The fanfare surrounding the publication of a revised National Planning Policy Framework (NPFF) concentrated on the need to build more homes in England.
Councillors and developers, according to ministers, need to change their approach to planning so as to deliver a large increase in new houses and flats. Even though councils give far more planning permissions than are ever turned into completed homes they, rather than residents’ opposition, are blamed by the government. So what about efforts by Conservative secretaries of state since 2010 to solve the political challenge that explains the perennial failure to build sufficient housing, that is, NIMBYism?
Eric Pickles promised his Localism Act would “return decision-making powers on housing to local councils and communities through a new Community Right to Build giving communities the freedom they need in order to come together to build new homes and amenities in their towns and villages”. At the end of his term in office, Mr Pickles wrote a long defence of his housing policies, but the implication of Sajid Javid’s new NPFF is that nowhere near enough was done. Like the Big Society, neighbourhood planning was a policy with no effective capacity to deliver.

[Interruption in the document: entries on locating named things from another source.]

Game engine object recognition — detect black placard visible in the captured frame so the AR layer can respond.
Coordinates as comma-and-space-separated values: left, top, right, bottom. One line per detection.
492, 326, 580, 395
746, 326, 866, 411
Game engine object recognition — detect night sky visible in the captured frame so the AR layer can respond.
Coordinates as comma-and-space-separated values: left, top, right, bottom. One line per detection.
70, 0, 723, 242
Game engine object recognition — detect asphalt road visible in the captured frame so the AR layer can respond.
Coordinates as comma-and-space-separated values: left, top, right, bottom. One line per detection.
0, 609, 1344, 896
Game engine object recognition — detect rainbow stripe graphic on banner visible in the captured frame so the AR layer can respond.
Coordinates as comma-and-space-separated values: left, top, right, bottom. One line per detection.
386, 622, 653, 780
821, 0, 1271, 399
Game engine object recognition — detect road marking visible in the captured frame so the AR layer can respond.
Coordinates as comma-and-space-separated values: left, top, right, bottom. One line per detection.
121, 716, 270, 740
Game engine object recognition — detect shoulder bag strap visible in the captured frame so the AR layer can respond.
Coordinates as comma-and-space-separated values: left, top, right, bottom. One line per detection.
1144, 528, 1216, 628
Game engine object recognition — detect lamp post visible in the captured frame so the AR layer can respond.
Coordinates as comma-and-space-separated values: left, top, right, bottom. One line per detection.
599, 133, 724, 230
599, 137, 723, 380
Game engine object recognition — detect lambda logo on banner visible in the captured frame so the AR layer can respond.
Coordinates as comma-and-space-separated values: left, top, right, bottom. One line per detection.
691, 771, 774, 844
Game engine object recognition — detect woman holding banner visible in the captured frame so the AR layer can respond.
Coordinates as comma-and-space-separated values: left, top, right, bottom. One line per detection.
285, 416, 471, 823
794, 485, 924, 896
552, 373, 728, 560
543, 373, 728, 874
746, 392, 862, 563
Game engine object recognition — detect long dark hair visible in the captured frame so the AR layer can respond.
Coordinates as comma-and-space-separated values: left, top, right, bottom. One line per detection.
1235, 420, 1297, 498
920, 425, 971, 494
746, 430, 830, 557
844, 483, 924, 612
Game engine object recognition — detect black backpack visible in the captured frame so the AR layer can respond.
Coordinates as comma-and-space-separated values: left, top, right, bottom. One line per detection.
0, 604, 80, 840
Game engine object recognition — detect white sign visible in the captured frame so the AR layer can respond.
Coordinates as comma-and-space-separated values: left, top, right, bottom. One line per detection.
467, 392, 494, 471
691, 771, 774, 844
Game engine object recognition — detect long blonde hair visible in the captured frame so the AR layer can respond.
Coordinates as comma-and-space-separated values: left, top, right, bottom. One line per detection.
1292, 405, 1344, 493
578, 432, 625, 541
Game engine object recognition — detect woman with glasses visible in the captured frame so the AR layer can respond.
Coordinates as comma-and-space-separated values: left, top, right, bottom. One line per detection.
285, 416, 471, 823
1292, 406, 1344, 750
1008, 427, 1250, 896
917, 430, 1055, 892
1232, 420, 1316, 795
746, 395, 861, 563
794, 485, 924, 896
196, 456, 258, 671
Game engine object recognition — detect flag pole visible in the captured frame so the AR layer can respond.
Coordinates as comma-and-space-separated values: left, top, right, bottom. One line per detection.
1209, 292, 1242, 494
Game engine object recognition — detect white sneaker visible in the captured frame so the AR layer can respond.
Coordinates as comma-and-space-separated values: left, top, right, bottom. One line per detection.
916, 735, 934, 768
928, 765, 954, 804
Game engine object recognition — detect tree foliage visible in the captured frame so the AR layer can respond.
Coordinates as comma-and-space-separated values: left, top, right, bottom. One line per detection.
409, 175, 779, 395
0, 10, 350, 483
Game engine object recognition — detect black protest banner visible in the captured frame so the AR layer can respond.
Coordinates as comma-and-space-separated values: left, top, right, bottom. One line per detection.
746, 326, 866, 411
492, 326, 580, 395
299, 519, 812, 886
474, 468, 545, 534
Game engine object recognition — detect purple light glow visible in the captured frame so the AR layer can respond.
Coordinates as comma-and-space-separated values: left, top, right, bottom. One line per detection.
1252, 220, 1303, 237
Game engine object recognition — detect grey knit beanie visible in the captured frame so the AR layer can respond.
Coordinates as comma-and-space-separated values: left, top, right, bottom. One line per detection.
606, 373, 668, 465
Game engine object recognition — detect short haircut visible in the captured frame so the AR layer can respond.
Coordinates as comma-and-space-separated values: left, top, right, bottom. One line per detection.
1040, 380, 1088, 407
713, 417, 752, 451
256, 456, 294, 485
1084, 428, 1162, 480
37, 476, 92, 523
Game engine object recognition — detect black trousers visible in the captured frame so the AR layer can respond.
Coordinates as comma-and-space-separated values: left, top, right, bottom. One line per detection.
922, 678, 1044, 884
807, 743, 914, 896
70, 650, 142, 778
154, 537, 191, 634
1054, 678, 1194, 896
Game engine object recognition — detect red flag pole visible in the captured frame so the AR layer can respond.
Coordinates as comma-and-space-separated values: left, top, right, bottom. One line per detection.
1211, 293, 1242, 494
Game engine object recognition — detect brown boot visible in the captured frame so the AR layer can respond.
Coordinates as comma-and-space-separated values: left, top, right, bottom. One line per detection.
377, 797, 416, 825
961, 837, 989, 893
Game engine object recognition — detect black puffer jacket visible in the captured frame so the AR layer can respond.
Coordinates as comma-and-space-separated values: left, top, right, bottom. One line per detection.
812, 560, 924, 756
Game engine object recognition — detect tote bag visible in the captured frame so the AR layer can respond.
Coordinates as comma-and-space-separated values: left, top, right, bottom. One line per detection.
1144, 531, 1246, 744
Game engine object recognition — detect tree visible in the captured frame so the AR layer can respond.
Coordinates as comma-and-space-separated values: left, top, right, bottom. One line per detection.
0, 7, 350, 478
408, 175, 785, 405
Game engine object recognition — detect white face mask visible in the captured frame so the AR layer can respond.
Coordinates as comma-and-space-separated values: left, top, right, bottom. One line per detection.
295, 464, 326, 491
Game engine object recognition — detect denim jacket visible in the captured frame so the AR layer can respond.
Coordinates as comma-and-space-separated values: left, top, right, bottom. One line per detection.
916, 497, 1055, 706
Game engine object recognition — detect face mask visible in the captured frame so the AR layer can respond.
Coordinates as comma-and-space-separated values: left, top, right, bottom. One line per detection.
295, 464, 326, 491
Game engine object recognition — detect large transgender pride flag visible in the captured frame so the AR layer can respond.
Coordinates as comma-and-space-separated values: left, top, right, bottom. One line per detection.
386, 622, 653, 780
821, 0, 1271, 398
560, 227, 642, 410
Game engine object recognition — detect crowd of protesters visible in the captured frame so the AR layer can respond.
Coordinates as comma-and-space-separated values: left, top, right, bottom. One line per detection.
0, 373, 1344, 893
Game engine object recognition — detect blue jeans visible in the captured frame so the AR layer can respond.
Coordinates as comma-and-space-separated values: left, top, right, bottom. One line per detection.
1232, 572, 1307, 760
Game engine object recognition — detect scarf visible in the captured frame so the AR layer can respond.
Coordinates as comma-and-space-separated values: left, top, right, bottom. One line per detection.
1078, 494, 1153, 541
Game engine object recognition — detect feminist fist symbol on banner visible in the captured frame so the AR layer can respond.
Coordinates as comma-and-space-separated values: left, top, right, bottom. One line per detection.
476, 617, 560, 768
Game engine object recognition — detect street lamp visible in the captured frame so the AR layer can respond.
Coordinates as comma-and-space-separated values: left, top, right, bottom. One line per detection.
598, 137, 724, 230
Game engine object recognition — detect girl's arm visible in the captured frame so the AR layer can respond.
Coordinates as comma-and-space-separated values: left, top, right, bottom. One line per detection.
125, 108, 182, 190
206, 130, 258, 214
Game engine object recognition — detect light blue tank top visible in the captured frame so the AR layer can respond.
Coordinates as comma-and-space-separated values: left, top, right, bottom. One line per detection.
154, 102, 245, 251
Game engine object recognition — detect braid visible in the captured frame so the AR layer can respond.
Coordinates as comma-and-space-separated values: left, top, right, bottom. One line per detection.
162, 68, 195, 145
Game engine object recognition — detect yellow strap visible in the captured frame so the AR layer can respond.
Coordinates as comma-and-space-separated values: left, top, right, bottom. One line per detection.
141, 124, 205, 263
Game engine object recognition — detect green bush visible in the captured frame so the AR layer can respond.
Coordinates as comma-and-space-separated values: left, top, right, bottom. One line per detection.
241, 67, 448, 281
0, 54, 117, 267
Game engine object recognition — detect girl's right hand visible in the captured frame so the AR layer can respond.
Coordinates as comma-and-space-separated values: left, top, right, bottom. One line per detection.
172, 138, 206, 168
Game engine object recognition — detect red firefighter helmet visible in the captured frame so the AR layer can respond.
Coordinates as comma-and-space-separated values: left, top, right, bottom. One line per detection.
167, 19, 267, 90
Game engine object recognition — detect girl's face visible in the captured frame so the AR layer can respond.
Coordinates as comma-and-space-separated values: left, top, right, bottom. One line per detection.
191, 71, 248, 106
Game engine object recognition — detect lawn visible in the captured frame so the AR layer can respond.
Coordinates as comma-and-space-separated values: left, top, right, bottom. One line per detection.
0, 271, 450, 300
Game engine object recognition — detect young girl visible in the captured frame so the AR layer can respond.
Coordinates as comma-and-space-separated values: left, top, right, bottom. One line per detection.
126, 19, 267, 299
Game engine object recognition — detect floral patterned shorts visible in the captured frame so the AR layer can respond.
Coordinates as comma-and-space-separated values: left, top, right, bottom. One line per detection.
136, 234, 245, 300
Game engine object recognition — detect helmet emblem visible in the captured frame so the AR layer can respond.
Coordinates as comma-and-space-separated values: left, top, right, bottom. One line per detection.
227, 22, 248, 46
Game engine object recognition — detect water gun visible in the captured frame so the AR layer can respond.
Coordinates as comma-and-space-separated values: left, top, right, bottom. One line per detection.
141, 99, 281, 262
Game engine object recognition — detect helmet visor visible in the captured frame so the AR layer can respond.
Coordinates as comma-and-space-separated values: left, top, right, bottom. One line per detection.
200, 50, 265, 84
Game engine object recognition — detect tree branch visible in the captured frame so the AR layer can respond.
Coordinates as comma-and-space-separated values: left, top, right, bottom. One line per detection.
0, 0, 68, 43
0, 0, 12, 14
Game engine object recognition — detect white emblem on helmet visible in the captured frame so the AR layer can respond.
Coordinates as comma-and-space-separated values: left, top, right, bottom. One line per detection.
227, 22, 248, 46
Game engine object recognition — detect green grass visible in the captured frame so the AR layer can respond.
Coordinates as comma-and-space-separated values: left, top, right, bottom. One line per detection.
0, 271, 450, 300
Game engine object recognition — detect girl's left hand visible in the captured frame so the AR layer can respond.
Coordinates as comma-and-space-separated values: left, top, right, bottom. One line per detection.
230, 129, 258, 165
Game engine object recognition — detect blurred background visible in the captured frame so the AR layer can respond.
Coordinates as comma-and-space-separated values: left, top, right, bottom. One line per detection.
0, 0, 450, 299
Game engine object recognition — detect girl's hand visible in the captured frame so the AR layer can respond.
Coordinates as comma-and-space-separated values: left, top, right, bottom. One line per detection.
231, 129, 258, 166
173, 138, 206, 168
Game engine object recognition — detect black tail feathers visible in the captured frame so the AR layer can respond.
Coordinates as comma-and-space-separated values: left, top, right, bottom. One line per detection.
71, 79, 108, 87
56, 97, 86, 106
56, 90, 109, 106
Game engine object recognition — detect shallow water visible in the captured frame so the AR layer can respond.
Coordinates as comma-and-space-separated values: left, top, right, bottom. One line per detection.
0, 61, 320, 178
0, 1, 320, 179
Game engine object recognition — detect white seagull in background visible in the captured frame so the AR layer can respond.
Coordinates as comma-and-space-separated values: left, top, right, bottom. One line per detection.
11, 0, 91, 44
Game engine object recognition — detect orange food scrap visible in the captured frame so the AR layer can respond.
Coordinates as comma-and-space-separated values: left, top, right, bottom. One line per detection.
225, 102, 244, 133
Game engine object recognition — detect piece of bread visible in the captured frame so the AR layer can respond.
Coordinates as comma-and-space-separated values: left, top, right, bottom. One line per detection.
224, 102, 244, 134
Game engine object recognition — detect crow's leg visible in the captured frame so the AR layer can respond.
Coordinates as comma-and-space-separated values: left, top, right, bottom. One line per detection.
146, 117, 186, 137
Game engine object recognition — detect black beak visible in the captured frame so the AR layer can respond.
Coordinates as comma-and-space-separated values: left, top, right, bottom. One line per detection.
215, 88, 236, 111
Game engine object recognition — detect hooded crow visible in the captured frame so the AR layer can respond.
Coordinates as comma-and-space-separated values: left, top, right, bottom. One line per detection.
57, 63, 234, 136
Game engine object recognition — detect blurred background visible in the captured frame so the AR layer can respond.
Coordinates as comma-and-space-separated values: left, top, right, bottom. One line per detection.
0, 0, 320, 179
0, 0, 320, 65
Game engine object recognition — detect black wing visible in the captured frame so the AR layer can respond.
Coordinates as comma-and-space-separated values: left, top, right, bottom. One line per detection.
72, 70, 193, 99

Indeed, Pickles regularly used his powers within the appeals system to block developments where neighbourhoods did not want them. In much the same way that sitting Cabinet members periodically support local communities in opposing development on or near existing housing, there is a desperate conflict between the government’s stated intentions and the fear MPs feel when they face articulate opponents of construction. It will be interesting to see if this anti-development reflex now changes.
The government endlessly generates inconsistent policies. For example, departments are encouraged to sell off land at the market price, while so-called affordable housing needs such land to be acquired for housing more cheaply. Then there is the odd proposal of effectively building a new linear city in the south east, in the Oxford-Milton Keynes-Cambridge arc, further which would surely further reinforce the dominance of the London mega-region.
Most of the vested interests against housing development are Conservative-supporting. Sajid Javid will have to defeat many on his own side if his is to succeed where his predecessors failed.